Situation de la dette
Hors plan 1000 logements, la dette se monte à 4,03% de la valeur patrimoniale, ce qui est extrêmement faible étant donné la nature stable des biens. Cet endettement, cette structure historique opérationnelle assainie a favorisé la création de marges d’investissement substantielles.
La Régie, de par sa participation active et significative à l’effort de production de logements, fait depuis 2009 usage du levier de l’endettement. Cependant, il se fait de manière progressive et encadrée. Fin 2012, l’endettement devrait s’élever à 124.952.816€. Une approche basée sur le patrimoine existant de 631.611.726€ et qui prendrait en considération les investissements 2011/2012 (à savoir 141.162.801€), porterait la valeur patrimoniale à 772.774.527€ et la charge de la dette à 16,17%.

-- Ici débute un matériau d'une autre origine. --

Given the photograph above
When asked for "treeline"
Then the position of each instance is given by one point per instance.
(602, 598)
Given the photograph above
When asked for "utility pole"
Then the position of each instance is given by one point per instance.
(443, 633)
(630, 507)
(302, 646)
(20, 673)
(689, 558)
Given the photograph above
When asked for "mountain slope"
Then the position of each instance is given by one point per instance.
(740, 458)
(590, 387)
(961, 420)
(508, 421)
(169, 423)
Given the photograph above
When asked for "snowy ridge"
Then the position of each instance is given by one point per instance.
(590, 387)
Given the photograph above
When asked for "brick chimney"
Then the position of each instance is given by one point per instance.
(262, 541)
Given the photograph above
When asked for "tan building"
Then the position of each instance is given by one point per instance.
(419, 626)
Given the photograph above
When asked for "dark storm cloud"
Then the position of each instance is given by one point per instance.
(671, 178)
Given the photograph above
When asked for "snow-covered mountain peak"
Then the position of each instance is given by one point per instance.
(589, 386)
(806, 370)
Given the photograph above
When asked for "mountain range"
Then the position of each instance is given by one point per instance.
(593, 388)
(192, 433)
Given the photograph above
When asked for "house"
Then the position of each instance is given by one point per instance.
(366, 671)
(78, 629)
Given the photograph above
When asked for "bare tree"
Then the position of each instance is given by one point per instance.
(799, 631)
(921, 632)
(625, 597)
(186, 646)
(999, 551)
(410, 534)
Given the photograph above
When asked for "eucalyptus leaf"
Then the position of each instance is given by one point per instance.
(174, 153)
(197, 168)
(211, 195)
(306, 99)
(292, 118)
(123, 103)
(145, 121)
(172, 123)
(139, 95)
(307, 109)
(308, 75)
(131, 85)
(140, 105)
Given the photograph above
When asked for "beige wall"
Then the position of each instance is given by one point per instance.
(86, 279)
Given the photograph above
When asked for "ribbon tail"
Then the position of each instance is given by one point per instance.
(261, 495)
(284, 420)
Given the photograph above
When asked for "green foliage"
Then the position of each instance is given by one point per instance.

Mohamed Ouriaghli précise que « cette charge de la dette globale, qui intègre entièrement le programme des 1000 logements, demeure parfaitement supportable au vu des projections d’amortissement couplées aux ressources actuelles et nouvelles. Par comparaison, une SICAFI jugée sure s’endette à hauteur de 65% ». L’Echevin des Propriétés communales ajoute : « il n’est pas inutile de rappeler que ce projet ambitieux sur le plan des investissements constitue un enrichissement patrimonial substantiel pour la Ville. L’opération n’est donc pas uniquement intéressante par son approche volontariste au niveau de la création de logements publics pour les faibles et moyens revenus, mais elle garantit dans le temps une valeur patrimoniale sûre produisant des revenus complémentaires pour la Ville, sans compter les recettes fiscales et la mixité sociale générées par l’implantation ou le maintien sur son territoire d’un public à revenus moyens. De plus, l’emprise publique sur le marché immobilier locatif, de l’ordre de +/-30% sur le territoire de la Ville de Bruxelles, permet de réguler dans une certaine mesure les loyers sur le marché locatif privé ».